I’ve been trying to find the attribution, but I once read something along these lines: the late John Entwistle was a good songwriter in a band with a great one.

Sure, Pete Townshend’s songs constituted the lion’s share of The Who’s repertoire, as well they should. He composed some of the most durable songs (and concept albums) in rock history.

But Entwistle’s contributions are no slouches, whatsoever: “Whiskey Man,” “Boris the Spider,” “Silas Stingy” and “Success Story,” to name a few. Then there was “My Wife,” his sardonic take on domestic bliss, and the soaring “Heaven and Hell,” which served as The Who’s concert opener during the band’s “Live at Leeds” era.

The last-named appears, recorded at a slower tempo, on “Smash Your Head Against the Wall,” the first solo release by a member of The Who. The album concentrates more on Entwistle’s songwriting than his landmark bass playing, but the results are no less impressive: nine tuneful tracks that stack up against many of the better rock songs of the period.

The album’s title is taken from a lyric in the opener, “My Size,” which combines a monumentally heavy riff with suitably nasty subject matter: an unnamed woman who “really hurt my feelings,” and John’s plans for her.

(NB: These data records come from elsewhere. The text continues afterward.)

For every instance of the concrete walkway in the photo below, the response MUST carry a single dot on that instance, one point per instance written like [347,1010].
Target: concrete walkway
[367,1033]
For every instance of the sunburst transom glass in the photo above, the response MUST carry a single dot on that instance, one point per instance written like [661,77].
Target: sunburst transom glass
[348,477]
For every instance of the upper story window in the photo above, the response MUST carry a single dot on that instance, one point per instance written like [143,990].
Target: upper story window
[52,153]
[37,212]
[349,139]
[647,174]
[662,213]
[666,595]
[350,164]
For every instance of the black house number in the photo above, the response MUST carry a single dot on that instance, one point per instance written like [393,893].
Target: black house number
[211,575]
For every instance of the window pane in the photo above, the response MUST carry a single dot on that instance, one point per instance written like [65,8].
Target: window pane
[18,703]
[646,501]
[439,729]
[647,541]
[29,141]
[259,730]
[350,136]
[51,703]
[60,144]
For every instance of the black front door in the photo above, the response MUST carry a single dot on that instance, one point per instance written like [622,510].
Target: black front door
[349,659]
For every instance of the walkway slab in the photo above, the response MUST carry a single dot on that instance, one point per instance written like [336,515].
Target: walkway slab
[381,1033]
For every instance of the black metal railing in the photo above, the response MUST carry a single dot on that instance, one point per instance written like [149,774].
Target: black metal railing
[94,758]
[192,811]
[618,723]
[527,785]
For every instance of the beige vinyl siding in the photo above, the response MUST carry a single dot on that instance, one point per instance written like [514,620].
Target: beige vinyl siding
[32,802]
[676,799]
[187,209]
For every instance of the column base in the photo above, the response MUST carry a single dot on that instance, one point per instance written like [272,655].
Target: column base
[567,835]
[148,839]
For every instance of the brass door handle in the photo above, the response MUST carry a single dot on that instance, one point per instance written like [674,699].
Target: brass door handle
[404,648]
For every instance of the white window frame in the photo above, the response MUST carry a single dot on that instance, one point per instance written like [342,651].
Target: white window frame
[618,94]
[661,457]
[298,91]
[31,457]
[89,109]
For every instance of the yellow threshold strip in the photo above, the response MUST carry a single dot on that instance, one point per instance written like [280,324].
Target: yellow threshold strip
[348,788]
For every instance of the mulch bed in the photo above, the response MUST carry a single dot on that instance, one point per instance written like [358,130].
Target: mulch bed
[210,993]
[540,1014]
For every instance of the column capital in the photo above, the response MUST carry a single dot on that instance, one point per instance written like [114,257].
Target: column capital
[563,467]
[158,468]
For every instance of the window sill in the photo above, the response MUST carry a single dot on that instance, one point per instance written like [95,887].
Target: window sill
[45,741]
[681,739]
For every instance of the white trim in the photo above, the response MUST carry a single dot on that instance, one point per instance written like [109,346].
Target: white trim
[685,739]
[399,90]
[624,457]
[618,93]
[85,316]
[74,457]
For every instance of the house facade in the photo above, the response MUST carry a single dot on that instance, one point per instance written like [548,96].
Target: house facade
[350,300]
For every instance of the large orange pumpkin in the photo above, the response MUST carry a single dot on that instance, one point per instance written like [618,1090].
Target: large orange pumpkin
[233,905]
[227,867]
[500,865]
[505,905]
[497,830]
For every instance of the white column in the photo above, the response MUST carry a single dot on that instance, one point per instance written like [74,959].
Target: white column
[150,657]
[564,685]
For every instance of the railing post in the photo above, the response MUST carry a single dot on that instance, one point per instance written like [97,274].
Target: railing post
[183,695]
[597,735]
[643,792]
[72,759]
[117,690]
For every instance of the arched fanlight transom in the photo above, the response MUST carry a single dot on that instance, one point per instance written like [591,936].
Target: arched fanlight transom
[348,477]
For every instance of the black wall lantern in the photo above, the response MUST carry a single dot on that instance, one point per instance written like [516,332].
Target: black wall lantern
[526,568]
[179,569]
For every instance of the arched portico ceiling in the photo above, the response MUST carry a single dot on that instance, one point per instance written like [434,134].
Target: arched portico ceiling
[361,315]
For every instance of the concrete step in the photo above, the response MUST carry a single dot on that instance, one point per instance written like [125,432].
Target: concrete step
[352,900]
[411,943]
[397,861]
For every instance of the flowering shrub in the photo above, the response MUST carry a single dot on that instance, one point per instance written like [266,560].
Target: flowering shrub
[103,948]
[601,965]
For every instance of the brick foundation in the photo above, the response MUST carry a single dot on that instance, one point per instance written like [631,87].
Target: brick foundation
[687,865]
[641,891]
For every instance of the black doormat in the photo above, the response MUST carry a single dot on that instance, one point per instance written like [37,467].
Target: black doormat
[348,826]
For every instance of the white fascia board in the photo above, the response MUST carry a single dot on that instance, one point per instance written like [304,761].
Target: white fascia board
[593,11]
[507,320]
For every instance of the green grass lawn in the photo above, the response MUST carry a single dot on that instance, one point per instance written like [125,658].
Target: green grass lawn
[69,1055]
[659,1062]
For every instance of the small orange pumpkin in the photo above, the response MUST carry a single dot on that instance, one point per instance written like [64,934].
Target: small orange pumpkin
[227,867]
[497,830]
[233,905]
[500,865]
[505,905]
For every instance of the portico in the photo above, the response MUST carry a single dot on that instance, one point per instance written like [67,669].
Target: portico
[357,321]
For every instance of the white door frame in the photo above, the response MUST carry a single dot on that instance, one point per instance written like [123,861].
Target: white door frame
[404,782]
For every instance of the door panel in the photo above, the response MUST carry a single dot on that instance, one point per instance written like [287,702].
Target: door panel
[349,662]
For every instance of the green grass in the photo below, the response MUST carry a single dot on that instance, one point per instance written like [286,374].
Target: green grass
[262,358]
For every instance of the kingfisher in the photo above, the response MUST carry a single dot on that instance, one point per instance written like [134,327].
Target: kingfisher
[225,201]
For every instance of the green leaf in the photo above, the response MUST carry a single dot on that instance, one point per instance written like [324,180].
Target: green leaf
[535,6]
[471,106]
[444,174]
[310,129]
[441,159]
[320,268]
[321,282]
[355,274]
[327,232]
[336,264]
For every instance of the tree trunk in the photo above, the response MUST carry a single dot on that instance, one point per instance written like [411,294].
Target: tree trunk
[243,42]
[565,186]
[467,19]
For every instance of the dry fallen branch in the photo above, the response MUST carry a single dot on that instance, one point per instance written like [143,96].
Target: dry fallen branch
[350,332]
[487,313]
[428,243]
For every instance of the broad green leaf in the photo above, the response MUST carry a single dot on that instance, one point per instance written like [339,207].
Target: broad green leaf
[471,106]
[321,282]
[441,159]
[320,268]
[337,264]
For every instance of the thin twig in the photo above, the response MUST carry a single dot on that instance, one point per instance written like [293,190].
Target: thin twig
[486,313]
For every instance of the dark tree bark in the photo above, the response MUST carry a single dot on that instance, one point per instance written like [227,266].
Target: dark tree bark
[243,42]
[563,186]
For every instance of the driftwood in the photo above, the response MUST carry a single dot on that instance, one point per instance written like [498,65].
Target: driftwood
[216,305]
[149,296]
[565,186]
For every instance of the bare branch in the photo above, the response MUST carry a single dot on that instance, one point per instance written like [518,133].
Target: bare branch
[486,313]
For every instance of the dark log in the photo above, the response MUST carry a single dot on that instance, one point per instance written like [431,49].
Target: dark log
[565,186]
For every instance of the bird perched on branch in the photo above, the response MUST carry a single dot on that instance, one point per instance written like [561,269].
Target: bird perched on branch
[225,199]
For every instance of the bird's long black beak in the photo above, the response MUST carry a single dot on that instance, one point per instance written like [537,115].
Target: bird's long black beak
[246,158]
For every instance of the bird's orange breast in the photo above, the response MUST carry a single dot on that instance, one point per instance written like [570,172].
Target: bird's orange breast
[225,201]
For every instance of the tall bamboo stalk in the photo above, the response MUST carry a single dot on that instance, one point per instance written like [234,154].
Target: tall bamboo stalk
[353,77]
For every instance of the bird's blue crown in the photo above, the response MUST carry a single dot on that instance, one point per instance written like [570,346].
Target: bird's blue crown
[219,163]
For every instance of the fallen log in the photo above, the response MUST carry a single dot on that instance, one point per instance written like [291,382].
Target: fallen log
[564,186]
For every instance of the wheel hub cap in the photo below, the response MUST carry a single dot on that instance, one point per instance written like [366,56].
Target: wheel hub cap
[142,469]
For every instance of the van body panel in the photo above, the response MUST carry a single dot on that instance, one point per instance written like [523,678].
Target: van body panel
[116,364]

Many of the other songs explore various forms of unpleasantness, as some of the titles suggest; for example, “What Are We Doing Here?” and “What Kind of People Are They?” Even “Heaven and Hell,” which on the surface balances good and bad, contains the plea: “Why can’t we have eternal life and never die?”

“Smash Your Head Against the Wall” ends on a positive note, if you take the lyrics to “I Believe in Everything” halfway seriously. At any rate, it serves as a fitting counterpoint to the rest of what constitutes John Entwistle’s brightest moment as an artist in the spotlight.